As a woman, a mother and a business leader, I aspire for women of Aotearoa New Zealand to strengthen their voice, take on more leadership roles from classroom to boardroom, to be kind and help others where we can.

The rate of change will never slow, and so our future will have many unknowns. I mentor others to embrace learning. Our mistakes can often teach us more than our successes, so taking time to reflect on what has gone before, helps us all understand better what we can take forward.

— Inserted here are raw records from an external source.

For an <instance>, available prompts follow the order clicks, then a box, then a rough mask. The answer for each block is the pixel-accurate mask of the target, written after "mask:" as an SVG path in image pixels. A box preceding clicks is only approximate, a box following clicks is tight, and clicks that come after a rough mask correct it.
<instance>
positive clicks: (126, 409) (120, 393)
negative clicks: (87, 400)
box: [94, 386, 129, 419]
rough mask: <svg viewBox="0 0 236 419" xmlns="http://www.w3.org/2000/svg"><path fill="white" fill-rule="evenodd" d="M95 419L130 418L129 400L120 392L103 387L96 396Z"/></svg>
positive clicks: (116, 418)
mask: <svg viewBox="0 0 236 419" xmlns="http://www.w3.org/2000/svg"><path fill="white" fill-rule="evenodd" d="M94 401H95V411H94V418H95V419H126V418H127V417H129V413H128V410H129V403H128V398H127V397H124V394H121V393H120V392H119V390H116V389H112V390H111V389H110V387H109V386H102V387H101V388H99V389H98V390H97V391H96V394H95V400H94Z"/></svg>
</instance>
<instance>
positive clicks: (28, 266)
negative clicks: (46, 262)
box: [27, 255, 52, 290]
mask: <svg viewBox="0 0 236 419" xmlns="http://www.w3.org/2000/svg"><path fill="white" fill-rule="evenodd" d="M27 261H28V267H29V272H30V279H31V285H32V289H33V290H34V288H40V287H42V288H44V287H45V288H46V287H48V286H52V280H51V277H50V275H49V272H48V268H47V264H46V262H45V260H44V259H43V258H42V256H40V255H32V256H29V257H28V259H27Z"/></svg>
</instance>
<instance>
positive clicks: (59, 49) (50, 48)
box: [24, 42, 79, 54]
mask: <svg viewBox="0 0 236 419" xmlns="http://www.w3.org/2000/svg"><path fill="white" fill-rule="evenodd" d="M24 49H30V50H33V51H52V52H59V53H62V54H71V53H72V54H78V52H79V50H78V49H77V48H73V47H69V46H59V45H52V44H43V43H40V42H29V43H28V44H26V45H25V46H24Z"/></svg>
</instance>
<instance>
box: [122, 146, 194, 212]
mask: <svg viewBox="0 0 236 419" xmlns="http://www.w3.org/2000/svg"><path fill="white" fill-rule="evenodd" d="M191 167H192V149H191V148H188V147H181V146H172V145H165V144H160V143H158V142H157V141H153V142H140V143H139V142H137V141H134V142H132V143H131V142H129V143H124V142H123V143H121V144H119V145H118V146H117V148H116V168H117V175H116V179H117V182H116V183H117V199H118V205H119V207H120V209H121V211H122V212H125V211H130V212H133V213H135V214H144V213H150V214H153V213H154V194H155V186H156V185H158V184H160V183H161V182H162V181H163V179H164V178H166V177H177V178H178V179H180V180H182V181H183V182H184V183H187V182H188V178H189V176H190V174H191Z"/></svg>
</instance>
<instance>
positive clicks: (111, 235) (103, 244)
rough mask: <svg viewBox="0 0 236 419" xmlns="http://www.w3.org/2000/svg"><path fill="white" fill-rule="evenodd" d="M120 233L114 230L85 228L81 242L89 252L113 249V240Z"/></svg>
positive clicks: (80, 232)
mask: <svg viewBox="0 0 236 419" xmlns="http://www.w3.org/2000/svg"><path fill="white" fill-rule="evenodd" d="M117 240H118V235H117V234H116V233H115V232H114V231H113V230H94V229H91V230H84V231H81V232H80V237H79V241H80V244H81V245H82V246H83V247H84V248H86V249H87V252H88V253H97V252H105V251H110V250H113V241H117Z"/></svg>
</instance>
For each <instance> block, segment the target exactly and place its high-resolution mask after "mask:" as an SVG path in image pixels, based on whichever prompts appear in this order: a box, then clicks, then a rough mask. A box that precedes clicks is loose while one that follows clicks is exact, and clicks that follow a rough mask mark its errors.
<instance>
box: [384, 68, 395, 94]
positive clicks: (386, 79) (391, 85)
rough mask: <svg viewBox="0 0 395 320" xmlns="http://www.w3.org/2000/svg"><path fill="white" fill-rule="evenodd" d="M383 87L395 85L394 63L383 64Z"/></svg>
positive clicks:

We also do not need not walk alone. For women to develop in confidence and take on leadership roles, we will always need to draw on self-belief and resilience, but in addition to our inner voice, we have our whanau, ancestors, friends and networks to support us.

Veeshayne Patuwai

CEO, Relative Limited

Kia tapu te mātāpuna
Kia ora ai Te Mana Wahine
Hei Ao Rangatira

My aspiration for wāhine is that they understand and remember who they really are. We live in a society that worships fame, unrealistic beauty standards, money, and secular success. My moemoea is that we will remember who we are and honour our identity in every choice we make. My hope is that we will know that we are born with mana; it’s who we are; it’s in our DNA. We are the catalysts of change, decision-makers, and leaders of ourselves, our whānau, our people, and our communities. My dream is that our daughters will know that they have the power to manifest anything they are committed to, and that our granddaughters will continue to sing songs of empowerment and freedom. I want wāhine to feel proud of who they are, to dream out loud, and to unapologetically BE themselves.